Comment by fjfaase
6 months ago
This implicitely assumes atomic assignments, meaning that during an assignment all bits representing a value are transfered in one atomic unit. This sounds a bit trivial, but if one would be working with large integers that are stored in multiple memory words, it is less trivial.
I think it is possible to implement locking with only atomic assigments.
I get your point, and my first question was "what operations are even atomic here for this problem to be well-defined?".
But I think "language operations are atomic and everything else isn't" is a reasonable inference for a puzzle.
I'm also intrigued by locking being done through atomic assignments; I thought it required at least something like "write if equal to value" or "write new value and return old".
The idea is that there is one task that does the locking. It does so by copying a value from a memory location A to B, when B is equal 0 (the initial value) at regular intervals. Any task that wants to get the lock, writes a unique task identifier (unequal to 0) to memory location A and starts polling B. When it becomes equal to its task identifier, it did get the lock. To release the lock, it writes 0 to B. If it did not get the lock and sees that B has become zero, and A is different, it may overwrite A with its own task identifier.

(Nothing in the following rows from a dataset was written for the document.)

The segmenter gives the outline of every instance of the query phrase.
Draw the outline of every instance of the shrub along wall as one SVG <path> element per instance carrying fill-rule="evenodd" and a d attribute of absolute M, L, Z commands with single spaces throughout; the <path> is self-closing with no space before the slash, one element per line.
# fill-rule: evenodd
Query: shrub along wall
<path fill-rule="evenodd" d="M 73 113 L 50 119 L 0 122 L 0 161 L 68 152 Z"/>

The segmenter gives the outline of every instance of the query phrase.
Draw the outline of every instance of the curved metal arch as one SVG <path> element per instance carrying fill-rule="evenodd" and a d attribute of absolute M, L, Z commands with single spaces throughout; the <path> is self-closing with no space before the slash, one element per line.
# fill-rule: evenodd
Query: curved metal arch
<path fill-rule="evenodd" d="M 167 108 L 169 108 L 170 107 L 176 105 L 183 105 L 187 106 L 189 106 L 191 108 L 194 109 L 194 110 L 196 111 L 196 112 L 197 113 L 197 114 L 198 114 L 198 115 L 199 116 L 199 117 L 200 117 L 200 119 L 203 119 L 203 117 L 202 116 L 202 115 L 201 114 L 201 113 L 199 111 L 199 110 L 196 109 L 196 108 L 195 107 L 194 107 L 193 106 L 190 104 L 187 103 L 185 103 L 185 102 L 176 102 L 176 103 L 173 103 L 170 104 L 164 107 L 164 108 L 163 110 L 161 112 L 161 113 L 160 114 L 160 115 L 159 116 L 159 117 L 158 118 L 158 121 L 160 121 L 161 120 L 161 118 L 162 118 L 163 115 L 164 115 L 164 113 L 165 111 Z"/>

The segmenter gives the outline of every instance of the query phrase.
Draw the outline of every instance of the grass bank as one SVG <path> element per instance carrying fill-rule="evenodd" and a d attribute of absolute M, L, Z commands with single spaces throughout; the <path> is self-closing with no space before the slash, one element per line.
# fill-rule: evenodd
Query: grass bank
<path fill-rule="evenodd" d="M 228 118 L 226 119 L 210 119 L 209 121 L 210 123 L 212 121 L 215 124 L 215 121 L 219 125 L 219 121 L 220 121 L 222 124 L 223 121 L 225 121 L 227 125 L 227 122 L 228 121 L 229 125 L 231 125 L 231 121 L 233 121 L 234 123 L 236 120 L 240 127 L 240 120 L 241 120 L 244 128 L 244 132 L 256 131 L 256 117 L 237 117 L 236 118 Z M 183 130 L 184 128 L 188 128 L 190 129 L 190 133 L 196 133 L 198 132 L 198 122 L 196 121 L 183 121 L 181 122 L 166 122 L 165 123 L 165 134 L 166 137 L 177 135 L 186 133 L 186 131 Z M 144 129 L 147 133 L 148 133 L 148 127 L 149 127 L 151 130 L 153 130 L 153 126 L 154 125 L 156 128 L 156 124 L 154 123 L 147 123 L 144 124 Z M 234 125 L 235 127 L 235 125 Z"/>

This locking is 'slow' and has 'unfair' behavior.
I think that the following PROMELA code proofs it:
It fails when two 'Client(2)' is replaced by 'Client(1)'
You can replace the read and store with atomic operations and n==2 is still possible. As far as I can tell, the model being verified already uses atomic operations.

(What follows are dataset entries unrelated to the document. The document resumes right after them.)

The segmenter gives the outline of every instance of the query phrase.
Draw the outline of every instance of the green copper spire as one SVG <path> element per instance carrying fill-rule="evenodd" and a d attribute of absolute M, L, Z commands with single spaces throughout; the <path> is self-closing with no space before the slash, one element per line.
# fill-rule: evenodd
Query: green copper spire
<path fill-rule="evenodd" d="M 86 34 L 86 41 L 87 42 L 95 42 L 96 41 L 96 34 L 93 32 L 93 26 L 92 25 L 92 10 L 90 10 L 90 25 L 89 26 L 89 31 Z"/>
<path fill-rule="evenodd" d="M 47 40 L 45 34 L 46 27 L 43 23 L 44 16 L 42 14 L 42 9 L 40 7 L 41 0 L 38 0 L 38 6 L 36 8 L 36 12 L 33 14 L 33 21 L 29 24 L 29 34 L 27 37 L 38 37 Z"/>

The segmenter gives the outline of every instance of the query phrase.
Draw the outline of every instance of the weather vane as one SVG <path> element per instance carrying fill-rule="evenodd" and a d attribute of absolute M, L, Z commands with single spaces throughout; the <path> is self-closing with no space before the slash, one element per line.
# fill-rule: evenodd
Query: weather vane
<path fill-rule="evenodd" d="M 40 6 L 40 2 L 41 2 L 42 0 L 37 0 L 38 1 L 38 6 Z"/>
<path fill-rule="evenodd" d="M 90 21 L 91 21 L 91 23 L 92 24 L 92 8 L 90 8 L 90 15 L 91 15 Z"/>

Yeah, looking at the code my 'intuition' was "this is a classic data race, the program is broken" not "somewhere between 10 and 20".
I suppose if you assume all global accesses are atomic, it's a good demonstration that atomic operations don’t compose atomically (even in trivial cases) and aren't particularly useful as concurrency primitives.
The question is more testing your full understanding of why this is a race condition, including understanding the possible side effects, since that's the only thing you start out with when someone sends in a bug report.